The threat of legal jeopardy that once hovered over Trump would melt away. To his delight, the multiple criminal cases against him are set to be suspended, on the principle that a sitting president cannot be indicted.
What, then, would be left to hold Trump in check? It would not be fear of losing the next election: He is constitutionally barred from running again (although you would not bet against him testing that limit too). The conventional media would do their best, but if the Trump era has shown us anything, it is that the information ecosystem of the US has changed utterly.
Fifty years ago, if three broadcast networks and a couple of east coast newspapers declared the president a crook, that president was finished, as former US president Richard Nixon learned to his cost. Now, the mainstream press can reveal the most damning evidence about Trump and it goes nowhere.
His supporters either never hear those revelations — because they get their news from Trump-friendly TV and social media channels — or, if they do, they flatly dismiss them as lies.
We truly live in the age of “alternative facts,” and that gives Trump enormous freedom. He could do heinous things in office, or simply fail as president, and tens of millions of Americans would never know about it.
The prospect of Trump unchecked is not merely an offense to abstract notions of democracy. It poses multiple dangers, all of them clear and present. To take just one, there is nothing to stop the old-new president making good on his promise to put the anti-vaccine fanatic and conspiracy theorist Robert F. Kennedy Jr in charge of public health. If that happens, there are already warnings that polio or measles could return to afflict American children.
Or consider the climate.
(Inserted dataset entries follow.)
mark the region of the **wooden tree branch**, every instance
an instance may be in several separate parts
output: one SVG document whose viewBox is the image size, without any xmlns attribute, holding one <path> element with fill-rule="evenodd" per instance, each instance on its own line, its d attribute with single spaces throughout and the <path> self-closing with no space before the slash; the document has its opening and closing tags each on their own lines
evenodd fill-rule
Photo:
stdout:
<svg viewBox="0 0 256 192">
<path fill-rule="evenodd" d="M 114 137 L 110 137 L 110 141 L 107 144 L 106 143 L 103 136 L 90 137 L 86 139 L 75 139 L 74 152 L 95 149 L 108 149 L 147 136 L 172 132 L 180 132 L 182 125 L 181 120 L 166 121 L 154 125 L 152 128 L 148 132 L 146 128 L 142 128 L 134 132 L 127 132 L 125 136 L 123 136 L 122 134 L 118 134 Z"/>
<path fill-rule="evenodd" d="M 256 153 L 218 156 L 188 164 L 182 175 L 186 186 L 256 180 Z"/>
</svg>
Trump has promised to extract oil from the last pristine wilderness in North America, Alaska’s Arctic national wildlife refuge. US President Joe Biden had moved to preserve it; Trump would send in the rigs. That would accelerate yet further the climate breakdown, a crisis that was unmistakable that day in Salem, where the temperature reached a weird 26°C this month.
Trump is now free to abandon Ukraine to Russian President Vladimir Putin’s wolves, free to make NATO a dead letter — which it would be the day Trump is sworn in on Jan. 20. We know that Trump has contempt for NATO’s core principle of mutual defense. Without that, the alliance falls apart. Yet there is no one to stop him.
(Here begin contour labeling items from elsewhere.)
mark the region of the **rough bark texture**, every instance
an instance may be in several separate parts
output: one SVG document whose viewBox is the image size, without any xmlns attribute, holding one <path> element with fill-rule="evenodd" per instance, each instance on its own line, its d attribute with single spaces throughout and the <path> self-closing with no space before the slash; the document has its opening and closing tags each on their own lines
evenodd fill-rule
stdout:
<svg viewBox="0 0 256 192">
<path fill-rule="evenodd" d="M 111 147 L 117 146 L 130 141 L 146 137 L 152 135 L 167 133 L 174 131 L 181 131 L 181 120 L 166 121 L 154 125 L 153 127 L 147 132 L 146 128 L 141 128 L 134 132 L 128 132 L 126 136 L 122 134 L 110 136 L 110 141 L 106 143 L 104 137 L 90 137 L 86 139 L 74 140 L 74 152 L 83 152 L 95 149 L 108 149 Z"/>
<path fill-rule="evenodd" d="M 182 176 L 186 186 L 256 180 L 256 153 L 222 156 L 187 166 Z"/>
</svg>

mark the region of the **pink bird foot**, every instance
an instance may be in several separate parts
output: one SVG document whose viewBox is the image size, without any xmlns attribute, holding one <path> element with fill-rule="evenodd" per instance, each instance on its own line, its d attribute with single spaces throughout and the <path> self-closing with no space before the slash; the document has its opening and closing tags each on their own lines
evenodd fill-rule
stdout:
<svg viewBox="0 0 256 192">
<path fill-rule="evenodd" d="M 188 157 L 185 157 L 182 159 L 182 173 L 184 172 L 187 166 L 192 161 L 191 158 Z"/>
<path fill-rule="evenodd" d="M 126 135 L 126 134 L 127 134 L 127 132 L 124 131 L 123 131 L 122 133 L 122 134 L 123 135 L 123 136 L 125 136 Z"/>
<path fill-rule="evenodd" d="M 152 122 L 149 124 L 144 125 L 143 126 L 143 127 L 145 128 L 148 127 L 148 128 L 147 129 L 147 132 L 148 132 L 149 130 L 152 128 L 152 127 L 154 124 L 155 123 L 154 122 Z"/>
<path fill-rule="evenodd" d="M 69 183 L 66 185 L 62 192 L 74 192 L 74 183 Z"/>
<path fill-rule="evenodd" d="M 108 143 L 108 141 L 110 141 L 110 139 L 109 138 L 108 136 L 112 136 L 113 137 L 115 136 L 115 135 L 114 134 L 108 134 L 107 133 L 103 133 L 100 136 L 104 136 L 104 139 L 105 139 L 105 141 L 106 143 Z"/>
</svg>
Ultimately that task would fall to the Democrats. Except they would soon wield no formal power in Washington. I asked one seasoned hand what practical tools the party had to restrain or even scrutinize Trump, given that they would soon lose their current ability to launch congressional investigations and convene official hearings. The answer: “They can hold press conferences.”
For now, Democrats are turned inward, engaged in a round of recriminations as competing factions blame each other for the loss. That process is inevitable, but the longer it goes on the more it helps Trump, by removing one more check on the power he would soon wield.
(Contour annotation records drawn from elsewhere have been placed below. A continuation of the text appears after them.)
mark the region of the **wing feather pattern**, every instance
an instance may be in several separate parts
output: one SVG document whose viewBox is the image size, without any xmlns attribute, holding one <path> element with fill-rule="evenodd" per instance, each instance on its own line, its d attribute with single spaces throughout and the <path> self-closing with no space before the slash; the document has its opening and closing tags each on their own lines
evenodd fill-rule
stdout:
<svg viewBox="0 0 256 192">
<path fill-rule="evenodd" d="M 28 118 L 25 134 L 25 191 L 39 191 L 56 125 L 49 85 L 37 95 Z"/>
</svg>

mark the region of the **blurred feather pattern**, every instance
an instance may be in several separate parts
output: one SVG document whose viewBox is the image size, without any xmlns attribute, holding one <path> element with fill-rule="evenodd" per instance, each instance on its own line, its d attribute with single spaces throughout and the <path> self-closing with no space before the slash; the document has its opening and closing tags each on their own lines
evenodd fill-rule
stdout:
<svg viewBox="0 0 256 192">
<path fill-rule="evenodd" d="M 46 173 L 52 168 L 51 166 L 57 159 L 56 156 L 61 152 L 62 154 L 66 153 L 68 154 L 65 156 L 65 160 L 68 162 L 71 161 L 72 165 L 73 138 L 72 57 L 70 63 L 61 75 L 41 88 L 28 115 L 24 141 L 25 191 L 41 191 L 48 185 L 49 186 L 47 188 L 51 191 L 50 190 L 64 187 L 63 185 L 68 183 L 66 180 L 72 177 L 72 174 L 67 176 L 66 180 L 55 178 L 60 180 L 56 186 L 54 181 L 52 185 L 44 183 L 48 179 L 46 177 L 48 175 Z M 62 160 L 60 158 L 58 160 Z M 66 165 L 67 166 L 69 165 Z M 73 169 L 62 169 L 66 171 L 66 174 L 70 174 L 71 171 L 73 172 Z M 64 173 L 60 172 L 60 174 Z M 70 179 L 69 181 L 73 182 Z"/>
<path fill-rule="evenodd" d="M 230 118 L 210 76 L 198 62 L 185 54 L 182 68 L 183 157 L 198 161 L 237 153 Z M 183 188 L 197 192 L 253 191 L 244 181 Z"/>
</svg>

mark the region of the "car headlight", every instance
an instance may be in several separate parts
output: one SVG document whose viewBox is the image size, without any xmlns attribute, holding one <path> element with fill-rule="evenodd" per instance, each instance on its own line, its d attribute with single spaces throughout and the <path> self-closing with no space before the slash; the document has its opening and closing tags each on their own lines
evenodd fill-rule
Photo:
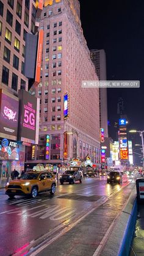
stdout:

We know how Trump wants to rule because he has said so, telling a Fox News interviewer he would be a dictator “on day one.” We know which leaders he admires because of the way he gushes over Putin and Chinese President Xi Jinping (習近平). The assumption had always been that these fantasies of his would remain just that, because of the institutional checks and balances that fetter a US president.
However, when Trump renews his oath on Jan. 20, those restraints would look either badly frayed or entirely absent. He would be Trump unbound, free to do his worst.
Jonathan Freedland is a Guardian columnist.